Où vais-je m'installer ?
1) Aux antipodes de l'épicentre de l'épidémie
2) Dans une base militaire surarmée
3) Dans une zone froide ou désertique
4) Au coeur de l'épicentre, dans mon ancienne maison retapée que j'aurai bien sûr, en plein chaos urbain, changée en vrai bunker doublée d'un laboratoire souterrain suréquipé et aseptisé, prétextant que "c'est le point d'émergence" (???).
Question 2 :
Après trois ans d'épidémie...
1) La végétation commence à reprendre ses droits
2) Les premiers arbres repoussent
3) Une forêt de type nord-américain recouvre déjà la ville, et des ours y circulent
4) C'est la savane, où cavalent lions et antilopes.
Question 3 :
Je suis l'abruti de la question numéro 1, qui a choisi de rester sur place !

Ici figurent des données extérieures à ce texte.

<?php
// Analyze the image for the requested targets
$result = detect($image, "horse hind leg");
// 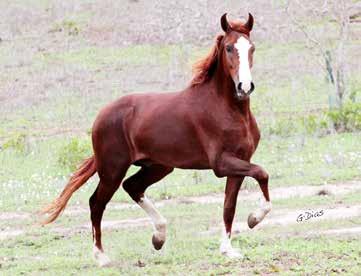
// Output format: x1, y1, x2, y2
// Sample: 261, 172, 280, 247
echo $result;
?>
89, 169, 126, 267
123, 165, 173, 250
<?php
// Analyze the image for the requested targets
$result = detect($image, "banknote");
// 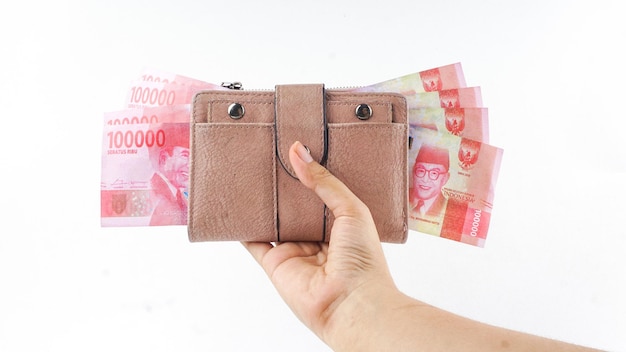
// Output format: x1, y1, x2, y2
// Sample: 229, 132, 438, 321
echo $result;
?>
353, 63, 466, 95
100, 114, 189, 226
138, 67, 210, 86
409, 108, 489, 143
101, 63, 502, 247
104, 104, 191, 125
405, 87, 483, 109
126, 80, 226, 108
409, 127, 502, 247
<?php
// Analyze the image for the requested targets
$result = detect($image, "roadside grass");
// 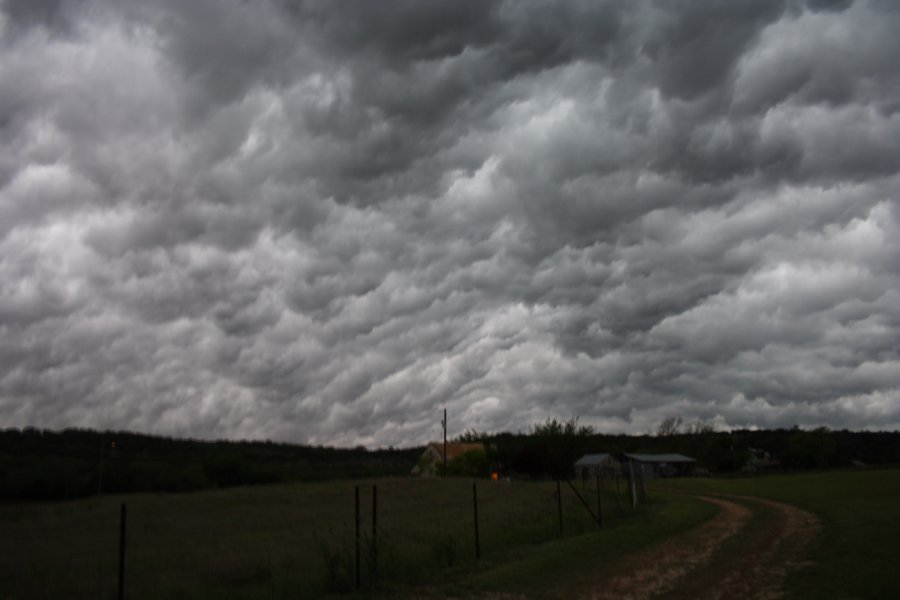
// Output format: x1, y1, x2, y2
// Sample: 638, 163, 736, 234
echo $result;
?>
433, 495, 719, 598
665, 469, 900, 599
0, 478, 713, 600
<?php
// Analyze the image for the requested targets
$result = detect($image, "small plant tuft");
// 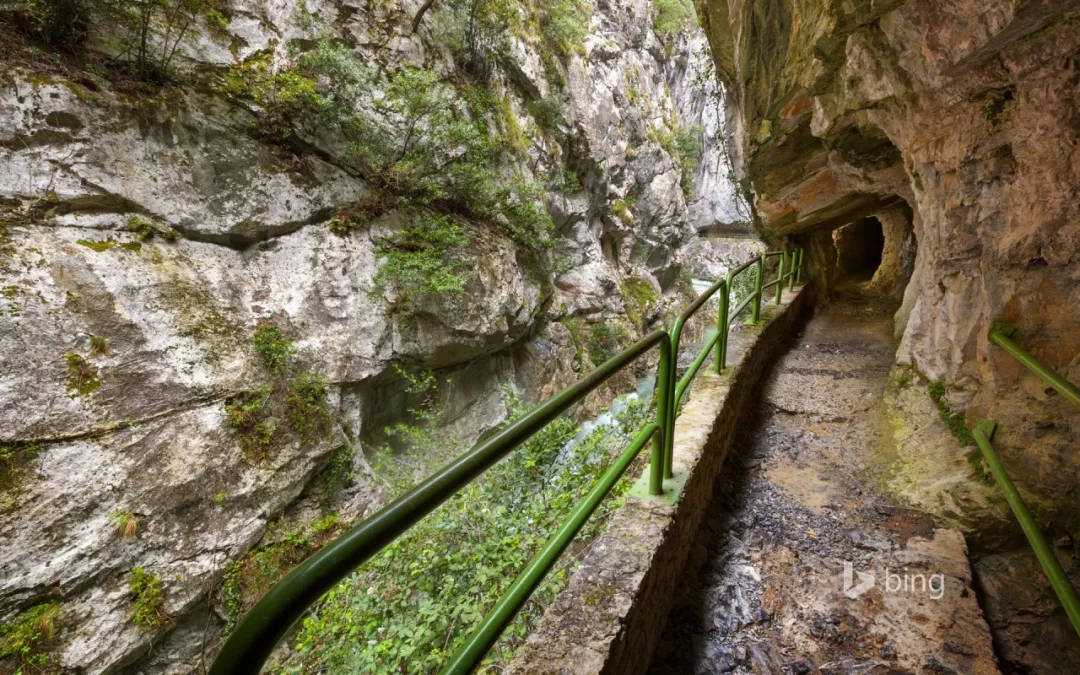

Sachant que mon fidèle toutou peut être contaminé, vais-je :
1) L'enfermer chez moi
2) L'enfermer dans une cage blindée
3) Le faire sortir uniquement de jour, dans le jardin, et sous haute surveillance
4) L'emmener avec moi dans chacune de mes sorties sans la moindre exception ?
Question 4 (offerte par un ami à moi du doux nom de Thierno) :
Je suis un scientifique militaire afro-américain. Il est donc logique que...
1) Je connaisse la "musique afro-américaine" (Rap, Reggae)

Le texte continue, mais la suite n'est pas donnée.